I just discovered a peculiar thing about the RAW converter. It seems to add grain not normally visible on in-camera jpegs. Please have a look at the sample below. It's the same image (300% crop), taken in RAW mode. 1st pic converted with photoLab to jpg (default settings) 2nd pic converted with photoLab to tif 3rd pic is a screen grab of display within photolab (before converting). Notice that both 1st & 3rd pic have the characteristic 2:1 jpeg downsampling problems (eg. around bart's red collar). The TIFF naturally is ok, as the colour info is not reduced. But both 1st & 2nd pic show a lot of grain (noise?) which is not visible in the 3rd. From my experiments, in-camera jpegs also do not show that grain. Is this a photoLab problem? or is in-camera processing smoothing the problem out? Does anyone have similar experiences? (also, why can't digital cameras save JPEGS in the maximum 4:4:4 format, where colour info is not sub-sampled??)
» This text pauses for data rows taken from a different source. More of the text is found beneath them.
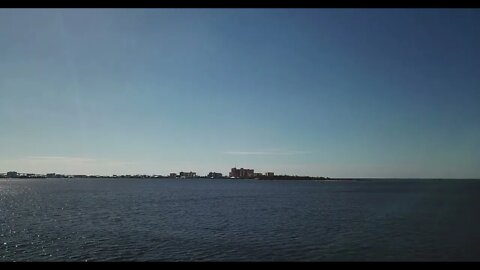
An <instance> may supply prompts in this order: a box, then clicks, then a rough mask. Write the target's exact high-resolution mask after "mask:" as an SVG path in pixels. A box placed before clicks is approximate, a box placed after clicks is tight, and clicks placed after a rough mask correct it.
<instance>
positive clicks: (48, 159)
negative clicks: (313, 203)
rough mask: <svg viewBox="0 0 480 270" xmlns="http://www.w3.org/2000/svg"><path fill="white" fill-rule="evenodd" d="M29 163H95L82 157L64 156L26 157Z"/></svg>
mask: <svg viewBox="0 0 480 270" xmlns="http://www.w3.org/2000/svg"><path fill="white" fill-rule="evenodd" d="M27 160H30V161H56V162H95V161H97V160H96V159H93V158H84V157H65V156H28V157H27Z"/></svg>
I suspect that it comes from an embedded image, as I mentioned in the other thread. This isn't surprising, as other Raw image formats do this, too. I notice that the sharpening settings aren't very sophisticated in the Pentax Raw Convertor (what a surprise!). I would try turning it entirely off or to its lowest level and post process the images with a good USM in another application so you can adjust sharpening radius and noise threshold. I think you'll find this will make a bit difference in keeping a low noise level in your images.
Posted on Sep 08, 2005
The image was taken at ISO200 (with flash), all the settings were left as default (ie at "0") during conversion. It would appear to me that the "photoLab onscreen display" uses the same algorithm as the camera (or maybe the entire in-camera jpeg is embeded within the RAW file?) Its curious, that PLab opens & displays the PEF file almost instantly, and yet it takes quite a long time to convert to a JPEG... If a full size jpeg was embeded, it would explain why the PEF is so oversized, and can sometimes vary in size by quite a large amount...
Posted on Sep 08, 2005
Ignoring the JPEG artifacts, which isn't about the extra grain in both the TIFF and JPEG images produced by the convertor, is it possible that different sharpness settings were used for the output images that for the on screen review? High values of sharpening without using an appropriate noise threshold value will have the effect of increasing noise/grain.